Companies announce larger unmanned helicopter
By Evan Sweetman
May 03, 2010
Northrop Grumman and Bell Helicopter announced today that they have designed an unmanned helicopter that would be capable of carrying five times more payload than the Fire Scout helicopters Northrop has sold to the U.S. Navy.
The aircraft, dubbed the Fire-X, will be based on the commercially available Bell 407 and will use the Fire Scout’s flight-management system, the companies said.
The first role of this system is cargo,” said Michael Fuqua, Northrop Grumman’s director of business development for tactical unmanned systems. “It’s about getting Humvees off the road in dangerous areas.” He also said the new craft could carry ISR sensors.
The development team expects to have the aircraft flying by the end of the year, Fuqua said. The team completed a design review in late April, said Martin Peryea, director of Bell’s special programs unit called XworX.

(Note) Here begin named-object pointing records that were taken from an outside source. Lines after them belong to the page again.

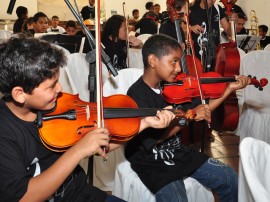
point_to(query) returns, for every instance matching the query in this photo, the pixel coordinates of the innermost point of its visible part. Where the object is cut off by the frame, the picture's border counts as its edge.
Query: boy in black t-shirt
(157, 155)
(29, 82)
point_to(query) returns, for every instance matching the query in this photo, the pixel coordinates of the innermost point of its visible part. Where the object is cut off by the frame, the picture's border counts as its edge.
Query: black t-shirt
(264, 42)
(198, 16)
(23, 156)
(146, 26)
(158, 165)
(117, 51)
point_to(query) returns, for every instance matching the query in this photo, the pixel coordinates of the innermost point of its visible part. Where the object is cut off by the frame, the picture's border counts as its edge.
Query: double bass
(226, 116)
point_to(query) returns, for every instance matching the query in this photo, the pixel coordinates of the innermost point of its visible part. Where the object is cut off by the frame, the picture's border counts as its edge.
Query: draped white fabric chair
(5, 34)
(267, 48)
(255, 116)
(125, 183)
(254, 171)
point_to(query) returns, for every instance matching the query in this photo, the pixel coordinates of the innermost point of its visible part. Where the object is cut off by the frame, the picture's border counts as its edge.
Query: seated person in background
(71, 28)
(34, 172)
(239, 24)
(29, 23)
(157, 155)
(149, 6)
(114, 38)
(20, 24)
(90, 25)
(265, 40)
(147, 25)
(135, 18)
(157, 11)
(88, 12)
(55, 27)
(40, 23)
(237, 9)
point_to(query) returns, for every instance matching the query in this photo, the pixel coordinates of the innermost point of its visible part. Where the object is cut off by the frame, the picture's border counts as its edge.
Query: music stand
(247, 43)
(71, 43)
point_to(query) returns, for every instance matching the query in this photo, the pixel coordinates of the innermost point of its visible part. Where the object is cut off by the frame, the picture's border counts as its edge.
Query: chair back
(254, 175)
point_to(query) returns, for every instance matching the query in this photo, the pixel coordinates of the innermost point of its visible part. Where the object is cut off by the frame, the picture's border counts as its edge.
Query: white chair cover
(125, 183)
(255, 117)
(254, 175)
(78, 68)
(5, 34)
(135, 58)
(267, 48)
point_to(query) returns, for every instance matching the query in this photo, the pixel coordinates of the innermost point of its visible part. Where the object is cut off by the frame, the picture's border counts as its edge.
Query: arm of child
(41, 187)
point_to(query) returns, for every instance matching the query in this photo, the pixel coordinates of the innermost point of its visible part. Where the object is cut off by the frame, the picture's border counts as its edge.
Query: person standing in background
(88, 12)
(265, 40)
(40, 23)
(20, 24)
(55, 27)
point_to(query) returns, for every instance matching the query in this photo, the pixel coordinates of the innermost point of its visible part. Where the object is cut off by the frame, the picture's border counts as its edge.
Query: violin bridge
(87, 112)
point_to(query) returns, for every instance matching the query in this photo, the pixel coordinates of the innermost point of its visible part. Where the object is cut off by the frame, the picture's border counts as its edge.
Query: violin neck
(217, 80)
(129, 112)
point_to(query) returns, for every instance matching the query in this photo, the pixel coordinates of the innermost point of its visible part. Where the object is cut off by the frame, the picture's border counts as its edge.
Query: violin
(212, 83)
(72, 118)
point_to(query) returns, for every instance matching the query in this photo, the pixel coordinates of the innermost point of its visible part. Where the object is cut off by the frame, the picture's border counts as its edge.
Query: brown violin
(212, 83)
(72, 118)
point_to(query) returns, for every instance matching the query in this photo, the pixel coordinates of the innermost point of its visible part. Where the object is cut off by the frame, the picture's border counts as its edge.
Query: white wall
(261, 7)
(30, 4)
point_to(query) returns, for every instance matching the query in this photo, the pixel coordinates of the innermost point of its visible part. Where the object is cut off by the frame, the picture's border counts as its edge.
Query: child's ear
(18, 94)
(152, 59)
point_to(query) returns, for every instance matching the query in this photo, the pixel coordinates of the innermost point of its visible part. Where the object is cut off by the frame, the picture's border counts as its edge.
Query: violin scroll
(258, 84)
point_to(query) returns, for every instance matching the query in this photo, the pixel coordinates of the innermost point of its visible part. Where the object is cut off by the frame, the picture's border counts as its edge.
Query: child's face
(71, 31)
(41, 25)
(168, 67)
(123, 31)
(44, 96)
(55, 22)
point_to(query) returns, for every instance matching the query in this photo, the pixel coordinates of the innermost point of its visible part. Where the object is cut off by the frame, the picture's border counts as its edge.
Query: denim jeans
(212, 174)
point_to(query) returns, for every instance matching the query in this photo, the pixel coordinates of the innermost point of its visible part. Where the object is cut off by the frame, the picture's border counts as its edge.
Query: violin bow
(127, 25)
(100, 106)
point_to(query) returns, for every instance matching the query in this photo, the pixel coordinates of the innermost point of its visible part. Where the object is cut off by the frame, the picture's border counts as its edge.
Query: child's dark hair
(159, 45)
(21, 11)
(264, 28)
(39, 15)
(26, 62)
(71, 23)
(112, 27)
(134, 11)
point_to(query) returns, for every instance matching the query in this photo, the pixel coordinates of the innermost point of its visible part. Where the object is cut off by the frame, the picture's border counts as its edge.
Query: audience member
(88, 12)
(202, 36)
(90, 25)
(157, 11)
(71, 28)
(55, 27)
(149, 6)
(40, 23)
(135, 18)
(237, 9)
(147, 25)
(265, 40)
(114, 38)
(20, 24)
(239, 25)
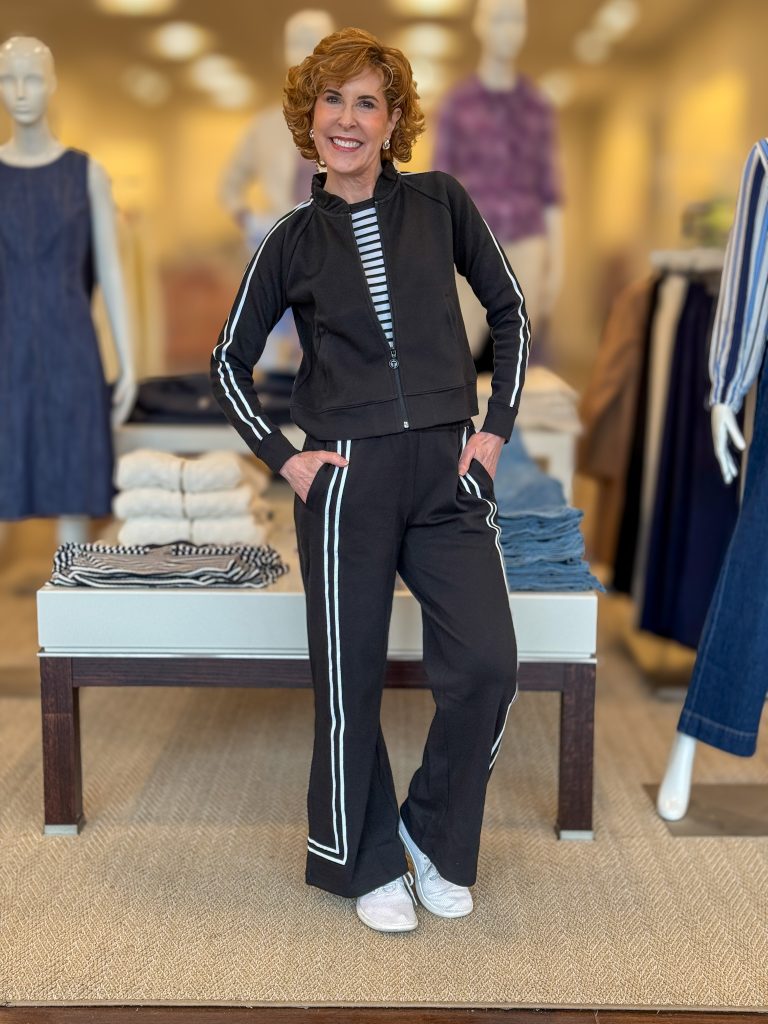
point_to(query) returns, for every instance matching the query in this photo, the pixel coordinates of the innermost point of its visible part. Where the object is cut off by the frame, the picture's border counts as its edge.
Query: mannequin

Combining the two systems was not as complicated as we thought it was going to be,” Peryea said.
Northrop engineers designed the system to maintain the same modular capability of the Fire Scout, said Fuqua.

“We see Fire-X like Fire Scout, where we can put any sensor on it and fly it,” he said. “The only difference is that Fire Scout has a 600 pound payload where Fire-X has a 3000 pound payload.”